I’ve finished up the first order linear-chain CRF tagger implementation and a bunch of associated generalizations in the tagging interface. Now it’s time to code up chunkers using CRFs, and I’m faced with the usual problem of how to encode chunks, which are about character spans, as taggings, which are sequences of tokens (words or other units) and tags (aka labels, categories).
Here’s an example of a tokenized string and its encoding using several standards:
The simplest encoding is the IO encoding, which tags each token as either being in (I_X) a particular type of named entity type X or in no entity (O). This encoding is defective in that it can’t represent two entities next to each other, because there’s no boundary tag.
The “industry standard” encoding is the BIO encoding (anyone know who invented this encoding?). It subdivides the in tags as either being begin-of-entity (B_X) or continuation-of-entity (I_X).
The BMEWO encoding further distinguishes end-of-entity (E_X) tokens from mid-entity tokens (M_X), and adds a whole new tag for single-token entities (W_X). I believe the BMEWO encoding was introduced in Andrew Borthwick’s NYU thesis and related papers on “max entropy” named entity recognition around 1998, following Satoshi Sekine’s similar encoding for decision tree named entity recognition. (Satoshi and David Nadeau just released their Survey of NER.)
I introduced the BMEWO+ encoding for the LingPipe HMM-based chunkers. Because of the conditional independence assumptions in HMMs, they can’t use information about preceding or following words. Adding finer-grained information to the tags themselves implicitly encodes a kind of longer-distance information. This allows a different model to generate words after person entities (e.g. John said), for example, than generates words before location entities (e.g. in Boston). The tag transition constraints (B_X must be followed by M_X or E_X, etc.) propagate decisions, allowing a strong location-preceding word to trigger a location.
Note that it also adds a begin and end of sequence subcategorization to the out tags. This helped reduce the confusion between English sentence capitalization and proper name capitalization.
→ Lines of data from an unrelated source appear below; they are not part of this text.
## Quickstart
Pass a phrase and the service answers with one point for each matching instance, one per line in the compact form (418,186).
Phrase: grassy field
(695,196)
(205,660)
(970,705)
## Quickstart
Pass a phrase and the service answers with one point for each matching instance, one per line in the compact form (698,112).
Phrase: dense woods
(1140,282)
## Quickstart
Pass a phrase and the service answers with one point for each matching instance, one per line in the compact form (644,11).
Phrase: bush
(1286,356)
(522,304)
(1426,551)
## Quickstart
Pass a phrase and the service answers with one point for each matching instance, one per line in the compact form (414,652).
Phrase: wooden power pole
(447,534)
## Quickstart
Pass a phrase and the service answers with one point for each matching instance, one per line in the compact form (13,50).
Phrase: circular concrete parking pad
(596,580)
Transition and Feature Tying
Consider the BMEWO notation. At least for regular named-entity recognition in text, we probably don’t want to distinguish being preceded by an end-of-entity token labeled E_X from a whole entity token labeled W_X.
In HMMs, we’d tie transitions, so p(T|E_X) = p(T|W_X) for all tags T.
In CRFs, we could tie the feature generation process, so having either preceding tag (end or whole entity) produces the same features, and hence the same probability estimates.
First-best decoding in a first-order CRF or HMM is quadratic in the number of tags (and linear in the number of tokens). Here’s a rundown:
Legal Transition Pruning
It’s not quite as bad as number of tags squared in practice, because not every tag can follow every other tag in the more complex codings. Even in BIO encoding, I_X can only follow B_X. In BMEWO encoding, M_X and E_X can only follow B_X or I_X, and O can only follow O, E_X, or W_X.
Of course, this is a major pain to compute and specify in the API, as you need some way of figuring out legal transitions. For HMMs, I used the fact that transition probabilities were zero to rule out consideration. I’ll have to add some way to specify legal transitions if I implement something general for CRF tagger decoding.
Necessary for CRFs?
Jenny Finkel recently told me she really thought IO encoding is all you need in most cases. It’s how I coded a single-entity problem for the mechanical Turkers for NE annotation. As far as encodability, it’s fine for MUC, almost OK for Biocreative [there are a couple contiguous entities, I think], but degenerate in general. The really nice thing about this encoding is that for a single entity type, we can get away with a single feature vector.
The recent Ratinov and Roth NE survey concluded BMEWO was superior to BIO for a second-order online logistic model (basically what’s known as a MEMM, but with best guess at each token enforced going forward).
I found BMEWO+ worked best for single-entity and small entity set tagging for our HMMs.
What to Do for First-Order CRFs?
What I don’t know is what I should do for CRFs. I’ve settled on only using first-order CRFs, and not having feature extraction depend on the output tag (or more precisely, every feature is crossed with every output tag at every position).
I’m tempted to try to punt and write up a flexible TaggingChunkingCodec interface and let the user specify it. The real problem is that evaluation’s not simple in this context, because results vary pretty dramatically based on features. That’s why I love and hate CRFs.